Relâchées dans l’air, les fibres d’amiante sont nocives pour la santé respiratoire de ceux qui y sont exposés pendant de longues périodes.

En contexte résidentiel, l’amiante contenu dans le plâtre ne pose aucun problème, tant qu’on n’y touche pas. Il y a risque d’exposition lors de démolition, de réparations ou de bris par impact, par exemple, lorsque les enfants endommagent les murs en jouant au hockey.

Le vieux plâtre sur lattis d’avant 1940 ne contient habituellement pas d’amiante. Les panneaux de gypse tels qu’on les connaît depuis 40 ans en sont aussi exempts. Attention : certains stucs décoratifs appliqués en surface peuvent être contaminés.

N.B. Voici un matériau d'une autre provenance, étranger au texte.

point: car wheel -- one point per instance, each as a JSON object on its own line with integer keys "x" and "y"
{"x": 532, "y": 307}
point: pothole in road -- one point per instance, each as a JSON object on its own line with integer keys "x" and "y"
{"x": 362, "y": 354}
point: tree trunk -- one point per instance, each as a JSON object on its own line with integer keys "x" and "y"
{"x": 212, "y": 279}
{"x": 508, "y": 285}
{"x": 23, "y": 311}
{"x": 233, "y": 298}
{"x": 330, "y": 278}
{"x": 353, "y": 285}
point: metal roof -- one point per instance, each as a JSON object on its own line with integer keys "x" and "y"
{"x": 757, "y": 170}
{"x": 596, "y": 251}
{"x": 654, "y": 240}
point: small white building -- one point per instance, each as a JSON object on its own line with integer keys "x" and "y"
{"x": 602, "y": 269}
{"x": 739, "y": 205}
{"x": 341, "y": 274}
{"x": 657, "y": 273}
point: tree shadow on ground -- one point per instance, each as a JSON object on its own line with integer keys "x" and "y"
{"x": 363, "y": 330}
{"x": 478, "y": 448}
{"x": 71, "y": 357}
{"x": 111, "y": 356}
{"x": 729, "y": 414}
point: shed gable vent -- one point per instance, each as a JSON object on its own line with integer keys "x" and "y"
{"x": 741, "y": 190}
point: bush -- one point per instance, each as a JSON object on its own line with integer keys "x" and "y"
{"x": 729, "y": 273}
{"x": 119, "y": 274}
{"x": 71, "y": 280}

Plusieurs entrepreneurs refuseront d’entreprendre des travaux sans savoir si le plâtre à démolir contient de l’amiante. Un seul échantillon peut coûter environ 50 $ à faire analyser.

« Pour pouvoir déterminer avec certitude qu’il n’y a pas d’amiante, il faut un minimum de neuf échantillons par zone affichant des similitudes d’ouvrage », indique Guillaume Tessier. La facture de la visite du technicien et de l’analyse passe alors à 750 $, pour une seule zone.

La décontamination requiert une imposante et coûteuse batterie de mesures, allant jusqu’à l’aménagement d’un sas à l’entrée de la zone de démolition et d’une douche spéciale pour les travailleurs.